Cinescapade - se souvenir des belles choses

 

 
 

Se souvenir des belles choses
Réalisation : Zabou Breitman ; scénario Jean-Claude Deret, Zabou Breitman. Avec Isabelle Carré, Bernard Campan, Zabou.
France, 2002, 110 minutes, Pan Européenne Distribution

Se rappeler, oublier, se retrouver, perdre, se souvenir des belles choses : ces petits riens qui rythment notre quotidien et qui ne deviennent importants que lorsqu'ils nous font défaut sont au cœur de Se Souvenir des Belles Choses. Du rire aux pleurs, ce film peint le tableau des mille et un aspects de la mémoire et de leur détérioration progressive à travers l'histoire d'un couple pour qui le temps est compté.

Claire (Isabelle Carré) est jeune et elle oublie. Mais la foudre qui l'a frappée pendant un orage ne fait que masquer (ou marquer) le début d'une détérioration cognitive précoce à la fois rare et héréditaire. " Moi, c'est la mémoire ", dit-elle comme pour s'excuser d'être si inadéquate dans les échanges sociaux. Philippe (Bernard Campan), lui, ne sait plus. Il ne sait plus qu'il conduisait ce jour-la, ne sait plus qu'il a perdu sa femme et son fils, ne sait plus qu'il les aimait et qu'ils lui manquent, certainement, ne sait même plus qu'ils existaient, avant. Amnésique, Philippe vit dans un monde crépusculaire, sans mémoire, à l'écart de la tristesse mais aussi du désir. Pensionnaires de la même clinique qui se veut un havre où l'on reconstruit les identités, Claire et Philippe se rencontrent, s'aiment, se soutiennent et cheminent ensemble un moment, avant que l'évolution de leurs affections, l'une sur la pente ascendante, l'autre sur la pente descendante de l'oubli, ne finisse par les séparer.

De leur rencontre au quotidien à deux, Se Souvenir des Belles Choses se divise en deux parties qui reflètent tour à tour les afflictions contraires dont souffrent Claire et Philippe. Entre le déclin et l'amélioration, la maladie se compare et se heurte à la relation amoureuse qui s'épanouit avant de se déconstruire au travers de la lente disparition d'un des partenaires. Zabou, de son vrai nom Isabelle Breitman, signe un premier film remarquable, basé sur un scénario dont on ne peut que souligner l'originalité, qu'elle a par ailleurs co-écrit avec son père Jean-Claude Deret. Tout en dépeignant de manière réaliste le monde des troubles psychiques du point de vue des patients à celui des soignants, la réalisatrice nous entraîne dans un univers où maladie d'Alzheimer et amnésie, futur et passé, se confrontent et se télescopent. Comme Claire, nous voyons le monde à travers une vitre déformée, à travers une fausse transparence.
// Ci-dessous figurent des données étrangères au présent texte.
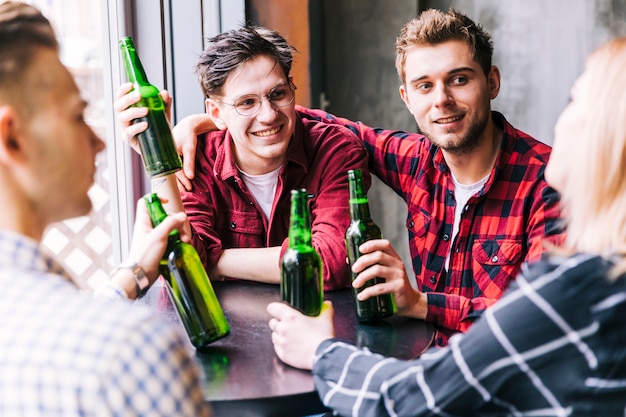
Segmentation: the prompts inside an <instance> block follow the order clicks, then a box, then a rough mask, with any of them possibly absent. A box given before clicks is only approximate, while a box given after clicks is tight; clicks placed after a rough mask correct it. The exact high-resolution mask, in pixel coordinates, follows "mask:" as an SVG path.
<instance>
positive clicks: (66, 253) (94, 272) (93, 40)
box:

Les hangars déserts deviennent une magnifique forêt, les faits s'altèrent, les mots perdent leur sens. Les moindres détails frappent par leur authenticité, des personnages aux symptômes en passant par les tests psychologiques ou la clinique au jour le jour. Les interprétations sont également d'une justesse étonnante. La performance de la lumineuse Isabelle Carré en particulier est impressionnante. Perdant d'abord les mots, puis les repères et enfin l'esprit, l'actrice se transforme peu à peu en une jeune femme prématurément vieillie, apeurée et balbutiante. Zabou elle-même apparaît dans le film en psychologue compétente et sympathique. Et contrairement à toute attente, Bernard Campan, le fameux pitre des Inconnus, fait ses preuves de manière tout à fait honorable dans le registre dramatique.

Sans se laisser aller au mélodrame ni se faire prendre au piège d'une résolution heureuse moins réaliste, Zabou décrit les joies de l'amour aussi bien que la déchéance inexorable de la mémoire. Elle souligne également avec subtilité et dérision à quel point notre société valorise le souvenir au détriment de l'oubli. Tous oublient, tant du côte des soignants que de celui des soignés, mais les clefs égarées d'un membre de l'équipe ou l'inattention du directeur concernant les horaires ne suscitent pas les mêmes réactions que les oublis des patients. L'amnésie de Philippe en fait un monstre aux yeux de ses beaux-parents alors que les manques du mot de Claire ennuient et angoissent sa sœur, qui ironiquement gagne sa vie en vendant des objets anciens, ces témoins du passé. La mémoire est importante, indispensable comme le mettent en évidence les post-it, passeports mémoire, réveils et autres horloges nécessaires pour que Claire survive au quotidien. Mais au-delà de tout cela, Zabou nous rappelle que l'oubli, c'est aussi aimer à nouveau pour la toute première fois, embrasser pour la première fois, faire l'amour pour la première fois. Se souvenir des belles choses, c'est ne pas oublier ces moments-là.